Pretti, ciudadano estadounidense nacido en Illinois, trabajaba como enfermero de cuidados intensivos en la Administración de Veteranos y era reconocido por su compromiso con la comunidad. Familiares afirmaron que el hombre nunca tuvo antecedentes penales y que contaba con permiso legal para portar armas.

Según el Departamento de Seguridad Nacional (DHS), Pretti portaba un arma semiautomática con dos cargadores cargados al momento del incidente. Sin embargo, imágenes difundidas muestran a más de media docena de agentes forcejeando con él antes de que se produjeran los disparos a corta distancia.
En un video captado por un transeúnte, se observa cómo varios agentes rodean a Pretti, lo inmovilizan y efectúan varios disparos mientras él yace en la calle.
Este es el segundo caso de este tipo en pocas semanas en Mineápolis. El pasado 7 de enero, Renee Good, una mujer de 37 años, también fue asesinada a tiros por agentes del Servicio de Inmigración y Control de Aduanas (ICE) dentro de su vehículo durante otra operación.
Las redadas federales a gran escala desplegaron un número de agentes cinco veces superior al total de la fuerza policial de la ciudad. Estas operaciones fueron ordenadas a principios de enero tras la difusión de un documental de un youtuber conservador que puso de nuevo en el foco presuntos casos de malversación de fondos federales en guarderías administradas por miembros de la comunidad somalí.

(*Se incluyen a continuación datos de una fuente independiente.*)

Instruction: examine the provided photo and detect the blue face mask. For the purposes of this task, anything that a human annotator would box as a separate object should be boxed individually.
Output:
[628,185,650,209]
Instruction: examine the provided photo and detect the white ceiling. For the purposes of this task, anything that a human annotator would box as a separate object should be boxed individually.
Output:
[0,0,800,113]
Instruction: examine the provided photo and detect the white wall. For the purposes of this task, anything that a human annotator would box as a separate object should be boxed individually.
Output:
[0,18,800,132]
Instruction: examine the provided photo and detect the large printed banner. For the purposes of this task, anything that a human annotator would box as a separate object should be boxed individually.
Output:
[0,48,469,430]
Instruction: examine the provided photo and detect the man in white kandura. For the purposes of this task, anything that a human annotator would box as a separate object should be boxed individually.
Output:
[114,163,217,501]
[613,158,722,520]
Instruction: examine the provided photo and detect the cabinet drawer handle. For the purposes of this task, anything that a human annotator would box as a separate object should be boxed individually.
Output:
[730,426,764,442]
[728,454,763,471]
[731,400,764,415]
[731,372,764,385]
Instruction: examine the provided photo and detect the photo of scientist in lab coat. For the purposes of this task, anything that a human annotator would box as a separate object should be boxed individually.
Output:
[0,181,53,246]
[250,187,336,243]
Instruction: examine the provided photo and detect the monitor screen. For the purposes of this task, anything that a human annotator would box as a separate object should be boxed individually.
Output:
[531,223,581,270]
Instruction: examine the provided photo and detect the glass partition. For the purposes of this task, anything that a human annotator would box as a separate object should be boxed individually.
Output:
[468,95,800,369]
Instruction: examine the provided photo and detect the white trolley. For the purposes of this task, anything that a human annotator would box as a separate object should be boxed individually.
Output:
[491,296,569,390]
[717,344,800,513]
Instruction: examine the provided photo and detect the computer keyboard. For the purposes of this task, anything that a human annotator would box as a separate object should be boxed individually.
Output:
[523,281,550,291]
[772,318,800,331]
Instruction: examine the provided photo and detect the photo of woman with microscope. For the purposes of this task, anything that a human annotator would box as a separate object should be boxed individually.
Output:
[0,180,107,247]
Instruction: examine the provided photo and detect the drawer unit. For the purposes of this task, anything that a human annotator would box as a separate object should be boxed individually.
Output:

El gobernador de Minnesota, Tim Walz, pidió al Gobierno federal que ponga fin a estas operaciones y aseguró que no confía en que el DHS lidere la investigación sobre la muerte de Pretti, subrayando que el estado tomará el control de la pesquisa.
Familiares de Pretti señalaron que él se encontraba afectado por las ofensivas migratorias y participó en protestas tras el asesinato de Good. Su padre, Michael Pretti, afirmó que su hijo “sentía que protestar era una forma de expresar su preocupación por los demás”.